European stocks dropped sharply yesterday after a lack of further stimulus from the European Central Bank (ECB) left investors disappointed.
The Eurostoxx index of various european stocks fell by 1.74 per cent while the euro rebounded from a two-year low of $1.23 to $1.238 later in the day.
The ECB’s policy rates were kept on hold. The failure to confirm any future stimulus came despite downgrades in the ECB’s forecasts of GDP growth and inflation to one and 0.7 per cent respectively for 2015, down from 1.6 and 1.1 per cent in September.
The negative market reaction came despite reassurances from ECB chief Mario Draghi that the board which made the decision was “unanimous in its commitment to using additional unconventional instruments within its mandate”.
Markets are widely hoping for the purchase of government bonds – quantitative easing (QE) – to be announced. So far, the ECB has only ventured to buy private sector debt where the scope for policy size is much smaller.

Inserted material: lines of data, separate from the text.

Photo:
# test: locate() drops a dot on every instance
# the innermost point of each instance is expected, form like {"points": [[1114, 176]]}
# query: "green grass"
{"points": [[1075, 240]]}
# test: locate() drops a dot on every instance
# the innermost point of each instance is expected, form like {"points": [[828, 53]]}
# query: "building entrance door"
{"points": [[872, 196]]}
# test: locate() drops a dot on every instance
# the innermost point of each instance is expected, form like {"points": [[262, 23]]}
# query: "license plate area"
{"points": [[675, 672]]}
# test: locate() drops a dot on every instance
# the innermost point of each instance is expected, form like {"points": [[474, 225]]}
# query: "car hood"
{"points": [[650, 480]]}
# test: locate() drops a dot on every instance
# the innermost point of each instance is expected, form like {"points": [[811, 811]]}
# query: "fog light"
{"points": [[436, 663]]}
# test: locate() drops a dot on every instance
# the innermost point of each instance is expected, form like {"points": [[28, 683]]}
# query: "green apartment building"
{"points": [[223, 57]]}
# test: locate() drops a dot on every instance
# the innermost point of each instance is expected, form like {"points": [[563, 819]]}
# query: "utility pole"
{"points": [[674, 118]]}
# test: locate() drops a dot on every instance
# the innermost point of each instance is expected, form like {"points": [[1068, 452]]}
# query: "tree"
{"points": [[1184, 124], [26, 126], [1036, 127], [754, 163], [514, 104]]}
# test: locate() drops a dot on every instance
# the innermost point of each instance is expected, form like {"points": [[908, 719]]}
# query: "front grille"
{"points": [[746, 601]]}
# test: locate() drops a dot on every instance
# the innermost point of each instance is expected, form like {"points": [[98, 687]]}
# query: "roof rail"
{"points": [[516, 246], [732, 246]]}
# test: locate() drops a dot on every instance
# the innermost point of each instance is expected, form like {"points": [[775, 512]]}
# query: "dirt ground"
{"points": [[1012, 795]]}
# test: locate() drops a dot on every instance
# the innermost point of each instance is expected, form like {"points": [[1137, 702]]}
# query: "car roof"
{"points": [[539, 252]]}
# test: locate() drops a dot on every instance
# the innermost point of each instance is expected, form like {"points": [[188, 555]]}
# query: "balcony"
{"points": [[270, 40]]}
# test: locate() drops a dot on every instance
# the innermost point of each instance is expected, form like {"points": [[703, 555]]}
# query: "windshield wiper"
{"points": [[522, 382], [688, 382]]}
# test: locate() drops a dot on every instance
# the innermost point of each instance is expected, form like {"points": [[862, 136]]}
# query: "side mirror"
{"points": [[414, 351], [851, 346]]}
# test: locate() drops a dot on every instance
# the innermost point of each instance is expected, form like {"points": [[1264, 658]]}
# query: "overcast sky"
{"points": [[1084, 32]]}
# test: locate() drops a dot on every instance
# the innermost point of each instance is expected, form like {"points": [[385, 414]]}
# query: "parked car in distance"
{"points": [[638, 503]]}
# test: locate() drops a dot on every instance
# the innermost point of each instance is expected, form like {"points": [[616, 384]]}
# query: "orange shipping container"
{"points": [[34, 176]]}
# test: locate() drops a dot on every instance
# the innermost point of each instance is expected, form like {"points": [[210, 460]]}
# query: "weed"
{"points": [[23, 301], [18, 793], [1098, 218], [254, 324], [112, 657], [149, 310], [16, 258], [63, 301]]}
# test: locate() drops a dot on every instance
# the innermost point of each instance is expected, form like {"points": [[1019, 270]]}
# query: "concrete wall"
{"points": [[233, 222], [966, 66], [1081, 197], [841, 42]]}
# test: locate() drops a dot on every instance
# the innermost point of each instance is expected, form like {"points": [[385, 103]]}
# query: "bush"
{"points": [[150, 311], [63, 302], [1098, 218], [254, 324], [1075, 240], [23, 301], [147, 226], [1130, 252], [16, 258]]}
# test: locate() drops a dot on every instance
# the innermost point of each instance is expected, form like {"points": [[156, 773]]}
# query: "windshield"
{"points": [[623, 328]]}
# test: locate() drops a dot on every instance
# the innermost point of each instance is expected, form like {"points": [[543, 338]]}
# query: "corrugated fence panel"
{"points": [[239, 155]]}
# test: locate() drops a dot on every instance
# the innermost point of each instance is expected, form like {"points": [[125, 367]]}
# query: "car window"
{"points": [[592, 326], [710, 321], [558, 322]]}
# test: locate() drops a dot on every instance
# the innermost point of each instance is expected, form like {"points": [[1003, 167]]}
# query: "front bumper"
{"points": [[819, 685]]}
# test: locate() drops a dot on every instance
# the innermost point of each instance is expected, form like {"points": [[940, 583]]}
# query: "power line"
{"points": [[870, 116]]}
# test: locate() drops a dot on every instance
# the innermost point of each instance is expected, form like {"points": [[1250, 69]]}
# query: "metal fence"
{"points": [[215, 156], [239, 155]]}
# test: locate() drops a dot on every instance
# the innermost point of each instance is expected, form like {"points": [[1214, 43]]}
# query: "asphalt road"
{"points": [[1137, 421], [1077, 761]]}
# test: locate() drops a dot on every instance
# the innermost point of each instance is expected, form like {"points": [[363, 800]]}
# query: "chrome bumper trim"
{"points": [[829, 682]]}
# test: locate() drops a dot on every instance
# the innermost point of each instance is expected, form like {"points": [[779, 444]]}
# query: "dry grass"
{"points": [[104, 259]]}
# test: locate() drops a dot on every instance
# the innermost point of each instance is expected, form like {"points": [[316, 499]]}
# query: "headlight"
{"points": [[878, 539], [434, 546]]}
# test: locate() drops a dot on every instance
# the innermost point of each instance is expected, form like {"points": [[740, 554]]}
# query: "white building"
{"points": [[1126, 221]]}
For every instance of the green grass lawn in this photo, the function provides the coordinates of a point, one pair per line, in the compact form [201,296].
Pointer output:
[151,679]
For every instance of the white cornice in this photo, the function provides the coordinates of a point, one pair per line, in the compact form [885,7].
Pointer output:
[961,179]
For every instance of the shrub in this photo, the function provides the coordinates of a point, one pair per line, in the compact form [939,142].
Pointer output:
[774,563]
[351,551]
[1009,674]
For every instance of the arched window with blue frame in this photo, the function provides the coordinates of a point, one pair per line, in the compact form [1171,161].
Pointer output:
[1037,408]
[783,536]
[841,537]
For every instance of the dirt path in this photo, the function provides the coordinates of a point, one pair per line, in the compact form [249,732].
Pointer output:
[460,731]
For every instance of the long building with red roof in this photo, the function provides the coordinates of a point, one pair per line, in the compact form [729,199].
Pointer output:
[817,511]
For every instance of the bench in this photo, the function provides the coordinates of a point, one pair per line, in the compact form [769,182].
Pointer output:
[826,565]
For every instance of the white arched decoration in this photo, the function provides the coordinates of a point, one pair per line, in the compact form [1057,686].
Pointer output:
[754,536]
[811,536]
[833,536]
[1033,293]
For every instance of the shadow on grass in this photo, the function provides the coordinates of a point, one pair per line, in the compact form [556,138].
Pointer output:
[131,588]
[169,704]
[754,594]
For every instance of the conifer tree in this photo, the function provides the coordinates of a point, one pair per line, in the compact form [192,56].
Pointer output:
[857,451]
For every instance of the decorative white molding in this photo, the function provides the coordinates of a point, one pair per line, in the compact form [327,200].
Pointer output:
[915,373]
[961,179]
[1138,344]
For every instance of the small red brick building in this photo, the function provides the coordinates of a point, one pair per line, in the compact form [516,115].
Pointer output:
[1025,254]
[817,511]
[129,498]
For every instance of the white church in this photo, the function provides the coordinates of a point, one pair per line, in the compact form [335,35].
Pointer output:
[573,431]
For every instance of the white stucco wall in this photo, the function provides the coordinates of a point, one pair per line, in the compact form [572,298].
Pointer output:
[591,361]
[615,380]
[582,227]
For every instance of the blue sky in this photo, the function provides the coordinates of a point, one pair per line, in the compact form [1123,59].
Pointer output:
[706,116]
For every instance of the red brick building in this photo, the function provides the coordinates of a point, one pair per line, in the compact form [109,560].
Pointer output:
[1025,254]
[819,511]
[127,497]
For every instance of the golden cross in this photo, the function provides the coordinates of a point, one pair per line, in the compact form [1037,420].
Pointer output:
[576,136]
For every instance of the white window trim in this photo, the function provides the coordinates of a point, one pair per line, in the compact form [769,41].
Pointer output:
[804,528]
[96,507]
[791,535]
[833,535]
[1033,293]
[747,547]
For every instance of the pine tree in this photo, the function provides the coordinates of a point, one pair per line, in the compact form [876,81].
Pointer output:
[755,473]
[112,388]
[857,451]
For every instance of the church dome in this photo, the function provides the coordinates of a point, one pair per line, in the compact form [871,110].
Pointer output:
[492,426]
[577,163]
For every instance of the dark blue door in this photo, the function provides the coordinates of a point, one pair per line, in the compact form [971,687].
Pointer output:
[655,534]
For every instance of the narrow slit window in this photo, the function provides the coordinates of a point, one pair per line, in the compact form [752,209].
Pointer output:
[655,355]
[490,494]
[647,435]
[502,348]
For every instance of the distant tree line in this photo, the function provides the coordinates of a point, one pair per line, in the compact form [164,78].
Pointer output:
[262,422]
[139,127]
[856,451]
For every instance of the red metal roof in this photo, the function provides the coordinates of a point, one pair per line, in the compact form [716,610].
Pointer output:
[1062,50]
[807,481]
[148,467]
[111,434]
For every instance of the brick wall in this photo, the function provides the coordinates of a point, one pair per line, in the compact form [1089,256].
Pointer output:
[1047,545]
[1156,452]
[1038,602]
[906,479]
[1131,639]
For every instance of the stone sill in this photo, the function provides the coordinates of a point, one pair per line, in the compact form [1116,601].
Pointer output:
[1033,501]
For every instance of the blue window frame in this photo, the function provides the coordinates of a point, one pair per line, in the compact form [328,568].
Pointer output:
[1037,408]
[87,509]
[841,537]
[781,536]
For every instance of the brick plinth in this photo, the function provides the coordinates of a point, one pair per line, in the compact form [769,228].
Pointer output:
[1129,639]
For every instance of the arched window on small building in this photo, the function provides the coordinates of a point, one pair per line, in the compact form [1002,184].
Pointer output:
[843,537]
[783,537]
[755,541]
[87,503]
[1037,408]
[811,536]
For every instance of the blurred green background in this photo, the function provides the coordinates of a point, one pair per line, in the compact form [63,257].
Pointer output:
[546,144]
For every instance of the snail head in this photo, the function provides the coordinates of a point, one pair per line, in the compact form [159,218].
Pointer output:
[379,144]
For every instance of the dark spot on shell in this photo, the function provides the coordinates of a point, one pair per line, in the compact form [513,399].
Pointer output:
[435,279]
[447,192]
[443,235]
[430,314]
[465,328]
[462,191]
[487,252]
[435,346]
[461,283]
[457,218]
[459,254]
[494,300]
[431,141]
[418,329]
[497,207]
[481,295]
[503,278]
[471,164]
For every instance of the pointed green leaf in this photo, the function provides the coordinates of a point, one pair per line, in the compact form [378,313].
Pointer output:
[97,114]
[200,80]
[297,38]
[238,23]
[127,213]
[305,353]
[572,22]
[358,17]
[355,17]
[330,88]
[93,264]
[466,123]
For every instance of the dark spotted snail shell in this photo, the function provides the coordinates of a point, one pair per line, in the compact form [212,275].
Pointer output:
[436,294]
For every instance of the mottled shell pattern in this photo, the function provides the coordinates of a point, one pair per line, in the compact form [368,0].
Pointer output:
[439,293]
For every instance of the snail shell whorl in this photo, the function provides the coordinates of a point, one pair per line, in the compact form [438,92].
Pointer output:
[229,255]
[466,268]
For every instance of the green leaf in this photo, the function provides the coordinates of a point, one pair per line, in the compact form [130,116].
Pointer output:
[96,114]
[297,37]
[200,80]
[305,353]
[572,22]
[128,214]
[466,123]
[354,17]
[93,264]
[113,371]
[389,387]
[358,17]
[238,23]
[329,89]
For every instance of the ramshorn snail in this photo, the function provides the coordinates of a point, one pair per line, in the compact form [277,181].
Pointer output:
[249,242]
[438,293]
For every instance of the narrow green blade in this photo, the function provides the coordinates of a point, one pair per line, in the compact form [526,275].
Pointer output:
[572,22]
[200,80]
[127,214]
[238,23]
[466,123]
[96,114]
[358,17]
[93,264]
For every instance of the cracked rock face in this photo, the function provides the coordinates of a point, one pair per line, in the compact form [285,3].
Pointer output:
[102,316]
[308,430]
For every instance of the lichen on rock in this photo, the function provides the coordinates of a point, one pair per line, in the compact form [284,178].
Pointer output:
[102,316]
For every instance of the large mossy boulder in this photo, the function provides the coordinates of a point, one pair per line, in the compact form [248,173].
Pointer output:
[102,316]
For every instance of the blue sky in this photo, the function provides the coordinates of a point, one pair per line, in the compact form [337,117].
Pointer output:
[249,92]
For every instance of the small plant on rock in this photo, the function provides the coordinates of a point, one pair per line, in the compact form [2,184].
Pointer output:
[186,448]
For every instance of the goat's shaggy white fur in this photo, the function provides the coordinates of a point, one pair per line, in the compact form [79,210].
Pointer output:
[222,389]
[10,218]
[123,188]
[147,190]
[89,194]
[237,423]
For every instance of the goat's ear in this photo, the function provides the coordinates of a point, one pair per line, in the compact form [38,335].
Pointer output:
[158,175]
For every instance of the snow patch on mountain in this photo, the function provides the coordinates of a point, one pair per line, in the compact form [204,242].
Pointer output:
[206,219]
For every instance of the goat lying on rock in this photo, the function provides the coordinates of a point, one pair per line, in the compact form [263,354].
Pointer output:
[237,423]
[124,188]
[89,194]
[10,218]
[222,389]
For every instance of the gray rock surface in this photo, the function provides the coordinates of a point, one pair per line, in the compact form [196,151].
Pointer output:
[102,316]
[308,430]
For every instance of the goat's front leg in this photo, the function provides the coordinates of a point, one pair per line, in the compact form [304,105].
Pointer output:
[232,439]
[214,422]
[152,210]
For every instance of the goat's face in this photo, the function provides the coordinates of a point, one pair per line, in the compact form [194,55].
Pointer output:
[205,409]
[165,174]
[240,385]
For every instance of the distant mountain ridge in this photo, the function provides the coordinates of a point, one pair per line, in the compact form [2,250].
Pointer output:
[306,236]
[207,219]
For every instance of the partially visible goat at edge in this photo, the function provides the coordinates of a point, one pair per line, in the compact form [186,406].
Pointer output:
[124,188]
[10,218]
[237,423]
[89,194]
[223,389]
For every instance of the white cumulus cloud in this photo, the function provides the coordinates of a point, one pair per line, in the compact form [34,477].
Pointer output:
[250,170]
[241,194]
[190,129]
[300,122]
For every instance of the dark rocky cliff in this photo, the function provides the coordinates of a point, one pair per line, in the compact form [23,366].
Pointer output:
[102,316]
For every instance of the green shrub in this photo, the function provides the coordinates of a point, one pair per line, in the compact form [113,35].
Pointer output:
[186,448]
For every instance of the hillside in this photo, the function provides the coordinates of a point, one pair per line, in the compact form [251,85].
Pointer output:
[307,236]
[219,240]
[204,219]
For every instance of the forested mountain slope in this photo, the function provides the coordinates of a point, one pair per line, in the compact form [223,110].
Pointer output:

Draghi continues to have trouble with his German colleagues who are against buying government bonds. German banker Sabine Lautenshlaeger who joins Draghi on the governing board – the group that makes the policy decision – has come out against such measures.
“We were disappointed by Draghi’s comments in the press conference. We expected a step forward in confirming that they are very close to doing QE. We didn’t get it – Draghi was less committed than he should have been. Instead he is saying he will wait for further deterioration in the inflation numbers before acting,” said Salman Ahmed, a strategist from Lombard Odier.
On 14 January, the European Court of Justice will give its ruling on a programme that rescued markets in 2012 that promised to buy government bonds in an emergency.
The ruling may impact the ability for the ECB to undertake QE, which also involves the purchase of government bonds.